De Gemeente Rotterdam deelt het proces in stappen in. Eerst inspectie, daarna het in kaart brengen van de leefomgeving en hiermee de oorzaken aan het licht brengen en deze problemen oplossen, vervolgens kijken we naar mechanische bestrijding (klemmen) wanneer de oorzaak aanpakken niet afdoende helpt, als dit laatste niet werkt kan er gif ingezet worden. Gif mag slecht korte periodes ingezet worden.
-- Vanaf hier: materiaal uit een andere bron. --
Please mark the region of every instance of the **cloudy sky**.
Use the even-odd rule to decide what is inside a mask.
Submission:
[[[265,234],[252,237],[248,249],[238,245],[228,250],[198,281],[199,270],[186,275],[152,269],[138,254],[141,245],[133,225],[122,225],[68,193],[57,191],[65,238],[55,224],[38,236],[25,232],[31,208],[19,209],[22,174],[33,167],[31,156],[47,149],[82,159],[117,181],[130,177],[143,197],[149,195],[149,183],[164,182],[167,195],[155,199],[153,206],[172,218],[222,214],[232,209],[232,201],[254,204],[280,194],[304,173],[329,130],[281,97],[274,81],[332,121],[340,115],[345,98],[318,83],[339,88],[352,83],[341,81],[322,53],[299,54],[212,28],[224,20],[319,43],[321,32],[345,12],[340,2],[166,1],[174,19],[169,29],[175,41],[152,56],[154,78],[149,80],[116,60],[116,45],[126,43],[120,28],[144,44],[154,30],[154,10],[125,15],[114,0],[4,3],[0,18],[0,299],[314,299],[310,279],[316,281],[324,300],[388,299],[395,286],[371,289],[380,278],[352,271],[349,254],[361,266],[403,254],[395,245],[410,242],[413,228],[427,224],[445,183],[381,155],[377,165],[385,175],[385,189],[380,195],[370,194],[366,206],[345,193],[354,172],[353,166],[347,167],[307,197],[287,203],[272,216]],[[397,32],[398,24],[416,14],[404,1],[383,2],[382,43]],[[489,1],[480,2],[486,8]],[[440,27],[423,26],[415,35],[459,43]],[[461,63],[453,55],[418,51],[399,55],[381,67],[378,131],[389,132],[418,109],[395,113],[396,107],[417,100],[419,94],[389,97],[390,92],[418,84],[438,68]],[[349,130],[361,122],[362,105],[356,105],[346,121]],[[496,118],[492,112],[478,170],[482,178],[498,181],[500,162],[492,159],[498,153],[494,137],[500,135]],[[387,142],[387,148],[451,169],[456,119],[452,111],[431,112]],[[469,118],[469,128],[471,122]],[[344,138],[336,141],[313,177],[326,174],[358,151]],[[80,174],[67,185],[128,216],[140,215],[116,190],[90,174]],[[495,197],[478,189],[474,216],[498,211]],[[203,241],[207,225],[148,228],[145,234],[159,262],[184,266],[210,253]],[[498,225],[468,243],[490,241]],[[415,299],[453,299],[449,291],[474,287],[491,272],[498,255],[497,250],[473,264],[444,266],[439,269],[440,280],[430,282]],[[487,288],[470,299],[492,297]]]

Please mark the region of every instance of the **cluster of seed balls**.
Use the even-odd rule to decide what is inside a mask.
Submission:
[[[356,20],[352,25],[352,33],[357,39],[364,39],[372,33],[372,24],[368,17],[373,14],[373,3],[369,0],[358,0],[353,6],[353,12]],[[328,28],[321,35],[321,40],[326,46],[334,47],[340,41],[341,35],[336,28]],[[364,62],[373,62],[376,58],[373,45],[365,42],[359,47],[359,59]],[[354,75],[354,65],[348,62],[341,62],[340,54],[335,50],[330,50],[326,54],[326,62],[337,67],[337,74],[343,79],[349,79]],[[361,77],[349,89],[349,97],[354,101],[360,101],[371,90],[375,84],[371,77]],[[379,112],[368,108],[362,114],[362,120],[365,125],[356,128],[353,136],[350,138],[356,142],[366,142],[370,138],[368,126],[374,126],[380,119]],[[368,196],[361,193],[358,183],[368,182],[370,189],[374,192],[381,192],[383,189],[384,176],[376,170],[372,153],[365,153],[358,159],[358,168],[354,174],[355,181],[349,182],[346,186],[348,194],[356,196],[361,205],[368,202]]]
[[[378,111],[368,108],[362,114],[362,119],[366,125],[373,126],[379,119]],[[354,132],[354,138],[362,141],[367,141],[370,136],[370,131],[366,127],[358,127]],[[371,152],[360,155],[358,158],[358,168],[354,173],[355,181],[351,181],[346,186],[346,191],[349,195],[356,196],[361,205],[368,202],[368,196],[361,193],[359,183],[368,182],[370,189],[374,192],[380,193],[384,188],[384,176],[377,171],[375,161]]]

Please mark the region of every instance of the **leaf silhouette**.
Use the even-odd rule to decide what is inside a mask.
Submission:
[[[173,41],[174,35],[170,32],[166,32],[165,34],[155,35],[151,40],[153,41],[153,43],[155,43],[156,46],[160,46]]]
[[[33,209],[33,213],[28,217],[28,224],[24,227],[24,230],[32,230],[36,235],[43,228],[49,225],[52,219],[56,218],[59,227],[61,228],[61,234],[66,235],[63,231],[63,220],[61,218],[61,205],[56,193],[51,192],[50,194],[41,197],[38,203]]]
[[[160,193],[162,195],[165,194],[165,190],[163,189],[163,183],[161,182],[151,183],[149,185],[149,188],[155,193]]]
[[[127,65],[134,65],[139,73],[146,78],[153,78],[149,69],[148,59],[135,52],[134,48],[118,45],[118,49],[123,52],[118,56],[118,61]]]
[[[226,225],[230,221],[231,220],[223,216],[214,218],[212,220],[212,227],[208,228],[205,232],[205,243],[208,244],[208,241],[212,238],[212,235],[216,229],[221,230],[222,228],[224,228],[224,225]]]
Je moet als plaagdierbeheerser gecertificeerd zijn ingevolge wetgeving IPM om stap vier in werking te laten treden.
Dit heeft volgens Van Druten te maken met Europese wetgeving die sinds 2015 bestaat en vanaf 2017 gevolgd moet worden. ‘Deze wetgeving geeft een hele andere kijk op de openbare buitenruimte en vraagt een wezenlijk andere aanpak waarbij de afdeling plaagdierbeheersing het niet meer alleen kan. Voor 2015 hielden we ons vooral bezig met symptoombestrijding (gif). Maar dit werkt maar tijdelijk en we bleven jaar in jaar uit gif gebruiken op dezelfde plaatsen. IPM is ontstaan vanuit milieuoverwegingen, doorvergiftiging van natuurlijke vijanden en het risico op resistentie van de rat voor het gif. Gebruik van warmtebeeldcamera’s tijdens de inspecties vooraf of tijdens de daadwerkelijke bestrijding is nieuw en geeft de gelegenheid in schemer en donker de dieren goed te kunnen zien. Daarnaast gebruiken we digitale klemmen. Deze geven een signaal via een website en smartphone wanneer we iets gevangen hebben. Dat maakt de inzet van de bestrijders veel efficiënter.’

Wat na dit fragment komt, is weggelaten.